Welcome to Shelbyville
Welcome to Shelbyville is a glimpse of America at a crossroads. In one small town in the heart of America's Bible Belt in the South, a community grapples with rapidly changing demographics. Just a stone's throw away from Pulaski, Tennessee (the birthplace of the Ku Klux Klan), longtime African-American and White residents are challenged with how best to integrate with a growing Latino population and the more recent arrival of hundreds of Somali refugees of Muslim faith.
Set on the eve of the 2008 US Presidential election, the film captures the interaction between these residents as they navigate new waters against the backdrop of a tumultuous year. The economy is in crisis, factories are closing, and jobs are hard to find. The local Tyson chicken plant is hiring hundreds of new Somali refugees, and when a local reporter initiates a series of articles about these newcomers, a flurry of controversy and debate erupts within the town. Just as the Latino population grapples with its own immigrant identity, African-American residents look back at their segregated past and balance perceived threats to their livelihood and security against the values that they learned through their own long struggle for civil rights. While the newcomers, mostly of Muslim faith, attempt to make new lives for themselves and their children, leaders in this deeply religious community attempt to guide their congregations through this period of unprecedented change.
Through the vibrant and colorful characters of Shelbyville, the film explores immigrant integration and the interplay between race, religion and identity in this dynamic dialogue. The story is an intimate portrayal of a community’s struggle to understand what it means to be American.
Trailer
Credits
Director//Producer/Writer: Kim A. Snyder
Executive Producer: Ellen Schneider
Cinematographer: Greg Poschman
Editor: Jeremiah Zagar
Total Running Time: 70 min.
Website: www.becausefoundation.org/films
Press
Tunji Ajibade, When the US Mission Brought 'Everyday Americans' to Nigeria, The Will, Aug 14, 2010
About The Filmmaker
KIM A. SNYDER is an award-winning documentary filmmaker who most recently co-founded the BeCause Foundation to produce a series of documentaries and inspire social activism through the power of film.
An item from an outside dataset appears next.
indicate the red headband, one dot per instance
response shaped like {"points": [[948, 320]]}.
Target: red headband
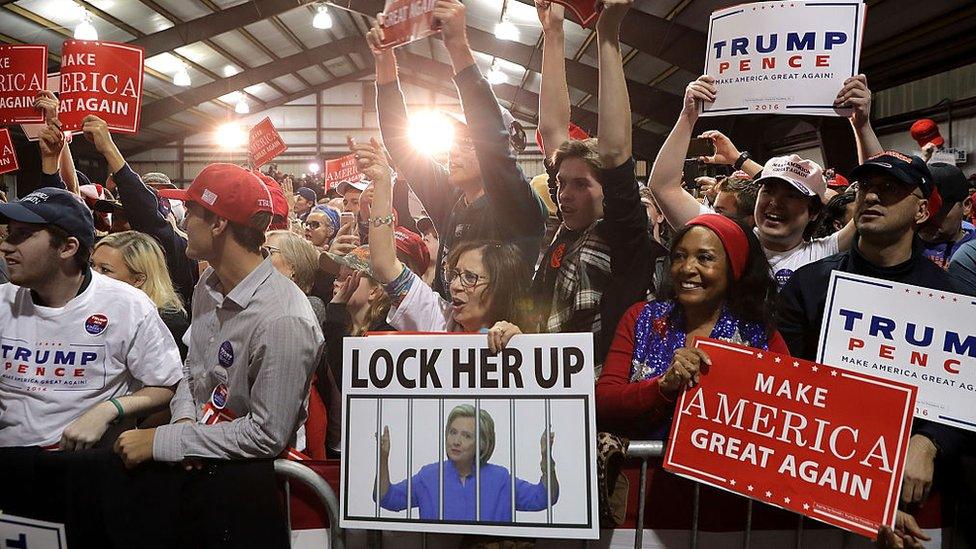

The first three short films of the BeCause series--Alone No Love; One Bridge to the Next; Crossing Midnight--have won numerous festival awards and have been the catalyst for campaigns that have significantly furthered the work of the social innovators they highlight. One Bridge to the Next was also selected to be part of the US State Department’s 2009 American Documentary Showcase, which was screened through US embassies worldwide.
Snyder directed and produced the award-winning documentary I Remember Me, which won several festival awards and was distributed theatrically in the US by Zeitgeist Films. She has produced over a dozen short documentaries and has written numerous articles for Variety. In 1994, Snyder associate-produced the Academy Award-winning short film Trevor, directed and produced by Peggy Rajski, which became the cornerstone of The Trevor Project, a national nonprofit organization dedicated to suicide prevention among gay youth. Snyder served on the admissions review committee for New York University’s Graduate Film Program, and has been a producer’s rep for several critically acclaimed foreign films including Crows (New Yorker Films), directed by Dorota Kedzierzawska. Snyder graduated with a masters degree in international affairs from the Johns Hopkins School of Advanced International Studies.